A metrology array is used to measure beam profile. The metrology array most commonly used has been a square lattice. The openings in the array are typically such that the ratio of opening to bar is about 1:1. A limiting factor of this design is the heat conduction from along the bar, due to interaction of the beam with the bar. The limited availability of heat conduction changes the temperature at the measurement point, and thermal expansion at the measurement point causes the grid to drift. When the grid drifts with respect to the particle beam, the measurement changes, making the measurements inaccurate.
A critical figure of merit for a metrology array is the width of the point-spread function (PSF). The PSF is the effect of convolution between the metrology array and the particle beam. To convincingly measure the profile of an electron beam, without relying on deconvolving the metrology array, for example, the PSF of the array should be at least 3 times smaller than the intrinsic blur of the electron beam. The blur of the electron beam as used herein means the width of the profile edges.
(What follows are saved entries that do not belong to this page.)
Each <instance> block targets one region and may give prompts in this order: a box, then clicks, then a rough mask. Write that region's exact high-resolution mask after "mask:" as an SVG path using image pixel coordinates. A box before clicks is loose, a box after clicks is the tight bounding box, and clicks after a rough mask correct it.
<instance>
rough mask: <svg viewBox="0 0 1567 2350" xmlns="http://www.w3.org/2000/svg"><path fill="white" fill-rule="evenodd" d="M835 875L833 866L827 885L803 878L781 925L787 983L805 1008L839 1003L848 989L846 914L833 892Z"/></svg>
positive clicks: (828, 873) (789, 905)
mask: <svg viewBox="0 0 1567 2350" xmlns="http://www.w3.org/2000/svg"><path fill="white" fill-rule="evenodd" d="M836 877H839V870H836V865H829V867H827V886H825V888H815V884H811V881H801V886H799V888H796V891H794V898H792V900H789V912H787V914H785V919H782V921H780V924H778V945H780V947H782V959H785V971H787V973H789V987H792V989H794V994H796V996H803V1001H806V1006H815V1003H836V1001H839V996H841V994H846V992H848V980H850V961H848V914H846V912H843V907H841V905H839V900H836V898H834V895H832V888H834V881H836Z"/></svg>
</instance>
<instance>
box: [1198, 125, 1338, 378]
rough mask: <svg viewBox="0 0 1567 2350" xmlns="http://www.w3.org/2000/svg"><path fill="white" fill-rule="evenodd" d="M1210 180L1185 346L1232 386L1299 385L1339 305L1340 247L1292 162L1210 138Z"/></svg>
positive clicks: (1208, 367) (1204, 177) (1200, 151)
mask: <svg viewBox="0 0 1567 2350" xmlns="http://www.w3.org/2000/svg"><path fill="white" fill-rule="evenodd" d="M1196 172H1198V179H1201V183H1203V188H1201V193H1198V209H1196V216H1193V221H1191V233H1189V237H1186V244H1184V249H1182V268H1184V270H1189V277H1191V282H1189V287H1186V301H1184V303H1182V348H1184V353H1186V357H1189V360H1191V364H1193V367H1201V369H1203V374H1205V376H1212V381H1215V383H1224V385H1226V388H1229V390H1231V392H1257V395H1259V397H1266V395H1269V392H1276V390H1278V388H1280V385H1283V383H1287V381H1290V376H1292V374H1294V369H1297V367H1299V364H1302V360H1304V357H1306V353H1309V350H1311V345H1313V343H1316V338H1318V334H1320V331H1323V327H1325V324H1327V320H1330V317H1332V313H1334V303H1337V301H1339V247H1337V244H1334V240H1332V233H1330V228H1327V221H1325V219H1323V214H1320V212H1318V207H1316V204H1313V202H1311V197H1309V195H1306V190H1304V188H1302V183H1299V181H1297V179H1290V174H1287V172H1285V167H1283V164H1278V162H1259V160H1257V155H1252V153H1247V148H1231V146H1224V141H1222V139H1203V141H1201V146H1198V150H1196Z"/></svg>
For example, one metric of the blur is the Y direction or X direction distance between 20% and 80% of the maximum current density on a plot of the kind shown in FIGS. 4-6 of the present disclosure. To measure the profile of an electron with intrinsic blur of 10 nm, the PSF of the metrology array should be in the range of 3 nm. The current state of the art for a metrology array is approximately 30 nm, although isolated edges with the required PSF exist.
In an effort to reduce the PSF of the metrology array, efforts have been made to increase the effective opaqueness of the material on the surface of the array. The scattering of electrons passing through the array material is analogous to the opaqueness of the material. Since the scattering probability of a material is proportional to Z2, high-Z materials are often deposited on silicon metrology arrays after fabrication of the array. This not only requires additional processing of the array, but also roughens the edges of apertures in the array, further increasing the PSF of the aperture.
Another important factor in determination of the PSF of the metrology array is the kind of edge present at the edges of the apertures in the array. Silicon metrology arrays typically are created using an etch process that creates sidewalls which are at about a 55 degree angle with respect to a horizontal surface beneath the sidewalls. This angle causes an increase in the PSF due to the limited material thickness near the edge of the aperture, making opaqueness a function of distance from the edge. To emulate a step function in opaqueness of the aperture, those skilled in the art have created high-angle edges (knife edges) by cleaving a crystal of indium phosphide, for example. This method of creating edges creates only a single edge and is not reliable in terms of a manufacturable, reliable means of edge creation.
There is currently a need in the industry to reduce the PSF of a metrology array, so that better resolution of a particle beam profile measurement can be achieved.